Soul网关源码分析-2期
今日任务
- 沿着
DividePlugin
下去, 分析WebClientPlugin
转发请求的环节, 以及WebClientResponsePlugin
响应外发. -
分析(明日任务)Selector
的用处, 选择器如何工作. -
简单分析下插件链上的其他内置插件.(明日任务, 结合Dubbo服务分析)
开始一个请求调用
在 WebClientPlugin
的 execute()
处拦截并分析:
public Mono<Void> execute(final ServerWebExchange exchange, final SoulPluginChain chain) {
final SoulContext soulContext = exchange.getAttribute(Constants.CONTEXT);
assert soulContext != null;
// 拿到下游服务的url
String urlPath = exchange.getAttribute(Constants.HTTP_URL);
if (StringUtils.isEmpty(urlPath)) {
Object error = SoulResultWarp.error(SoulResultEnum.CANNOT_FIND_URL.getCode(), SoulResultEnum.CANNOT_FIND_URL.getMsg(), null);
return WebFluxResultUtils.result(exchange, error);
}
long timeout = (long) Optional.ofNullable(exchange.getAttribute(Constants.HTTP_TIME_OUT)).orElse(3000L);
log.info("you request,The resulting urlPath is :{}", urlPath);
// 请求类型: Get请求orPost请求等
HttpMethod method = HttpMethod.valueOf(exchange.getRequest().getMethodValue());
// 构建一个请求对象空壳, 注入请求类型和URL
WebClient.RequestBodySpec requestBodySpec = webClient.method(method).uri(urlPath);
return handleRequestBody(requestBodySpec, exchange, timeout, chain);
}
private Mono<Void> handleRequestBody(final WebClient.RequestBodySpec requestBodySpec,
final ServerWebExchange exchange,
final long timeout,
final SoulPluginChain chain) {
return requestBodySpec.headers(httpHeaders -> {
// 补充上下文中请求头... 后面也是补充些属性, 不赘述
httpHeaders.addAll(exchange.getRequest().getHeaders());
httpHeaders.remove(HttpHeaders.HOST);
})
.contentType(buildMediaType(exchange))
.body(BodyInserters.fromDataBuffers(exchange.getRequest().getBody()))

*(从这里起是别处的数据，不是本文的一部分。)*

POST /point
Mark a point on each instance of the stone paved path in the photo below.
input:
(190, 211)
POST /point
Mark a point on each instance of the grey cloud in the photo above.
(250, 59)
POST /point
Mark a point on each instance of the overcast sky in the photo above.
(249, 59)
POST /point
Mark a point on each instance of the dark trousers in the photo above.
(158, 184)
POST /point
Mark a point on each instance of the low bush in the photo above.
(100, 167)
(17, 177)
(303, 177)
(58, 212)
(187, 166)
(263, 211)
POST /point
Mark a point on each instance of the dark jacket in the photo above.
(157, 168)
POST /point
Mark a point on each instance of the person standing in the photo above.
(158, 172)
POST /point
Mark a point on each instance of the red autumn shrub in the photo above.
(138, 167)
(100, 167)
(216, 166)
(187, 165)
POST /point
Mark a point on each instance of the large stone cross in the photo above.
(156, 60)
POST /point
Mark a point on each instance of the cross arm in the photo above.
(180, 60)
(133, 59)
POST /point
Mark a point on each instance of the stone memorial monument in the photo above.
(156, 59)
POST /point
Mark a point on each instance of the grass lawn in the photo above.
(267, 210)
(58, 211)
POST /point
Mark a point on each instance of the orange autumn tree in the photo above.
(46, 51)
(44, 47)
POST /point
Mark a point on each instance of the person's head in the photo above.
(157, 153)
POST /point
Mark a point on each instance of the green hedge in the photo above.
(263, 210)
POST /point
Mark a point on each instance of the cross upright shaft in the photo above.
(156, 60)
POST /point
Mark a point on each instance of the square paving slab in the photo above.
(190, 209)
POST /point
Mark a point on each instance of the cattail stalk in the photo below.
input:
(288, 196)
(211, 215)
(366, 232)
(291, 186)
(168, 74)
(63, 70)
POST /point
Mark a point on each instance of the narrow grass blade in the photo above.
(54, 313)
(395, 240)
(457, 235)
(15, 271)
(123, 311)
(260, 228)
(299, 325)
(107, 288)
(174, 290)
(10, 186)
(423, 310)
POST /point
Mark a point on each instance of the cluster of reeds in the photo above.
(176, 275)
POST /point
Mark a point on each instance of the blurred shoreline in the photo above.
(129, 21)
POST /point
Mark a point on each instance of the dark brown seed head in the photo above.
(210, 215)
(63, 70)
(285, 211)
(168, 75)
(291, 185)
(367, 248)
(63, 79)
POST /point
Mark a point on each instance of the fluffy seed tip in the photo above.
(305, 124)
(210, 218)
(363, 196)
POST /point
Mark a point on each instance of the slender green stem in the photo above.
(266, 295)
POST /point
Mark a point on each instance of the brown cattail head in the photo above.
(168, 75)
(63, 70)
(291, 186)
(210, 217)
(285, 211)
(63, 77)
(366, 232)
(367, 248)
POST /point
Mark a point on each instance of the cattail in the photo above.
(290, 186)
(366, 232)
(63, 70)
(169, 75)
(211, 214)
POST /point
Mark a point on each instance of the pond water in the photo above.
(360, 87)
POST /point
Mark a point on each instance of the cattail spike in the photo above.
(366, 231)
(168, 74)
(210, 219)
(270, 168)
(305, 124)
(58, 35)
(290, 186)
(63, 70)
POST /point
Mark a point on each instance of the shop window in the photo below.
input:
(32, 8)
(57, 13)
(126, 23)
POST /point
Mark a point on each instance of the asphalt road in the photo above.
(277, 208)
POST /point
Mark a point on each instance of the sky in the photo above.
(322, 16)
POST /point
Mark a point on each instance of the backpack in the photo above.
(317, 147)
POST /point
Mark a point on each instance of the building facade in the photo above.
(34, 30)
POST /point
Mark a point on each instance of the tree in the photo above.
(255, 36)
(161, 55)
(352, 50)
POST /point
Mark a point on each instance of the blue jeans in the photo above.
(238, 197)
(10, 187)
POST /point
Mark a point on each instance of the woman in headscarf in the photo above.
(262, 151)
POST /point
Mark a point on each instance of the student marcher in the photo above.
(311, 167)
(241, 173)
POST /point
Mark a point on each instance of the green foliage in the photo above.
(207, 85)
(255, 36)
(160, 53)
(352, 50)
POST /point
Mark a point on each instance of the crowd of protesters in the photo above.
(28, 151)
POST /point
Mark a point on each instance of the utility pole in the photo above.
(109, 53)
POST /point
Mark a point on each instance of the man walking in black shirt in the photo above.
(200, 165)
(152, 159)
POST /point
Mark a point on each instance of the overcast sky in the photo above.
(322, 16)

// 这里做了个转换, 将对象转换为Mono, 此方法向下深入已经看不明白了...
.exchange()
.doOnError(e -> log.error(e.getMessage()))
.timeout(Duration.ofMillis(timeout))
.flatMap(e -> doNext(e, exchange, chain));
}
这里并不是终点, 仅仅是构造了发送Http所需的对象并返回(这里我理解错误了, 下面有分析), 继续追溯, 找到是 SoulWebHandler
调用的插件链:
@Override
public Mono<Void> handle(@NonNull final ServerWebExchange exchange) {
MetricsTrackerFacade.getInstance().counterInc(MetricsLabelEnum.REQUEST_TOTAL.getName());
Optional<HistogramMetricsTrackerDelegate> startTimer = MetricsTrackerFacade.getInstance().histogramStartTimer(MetricsLabelEnum.REQUEST_LATENCY.getName());
// 这里的plugins包含所有插件链的插件
return new DefaultSoulPluginChain(plugins).execute(exchange).subscribeOn(scheduler)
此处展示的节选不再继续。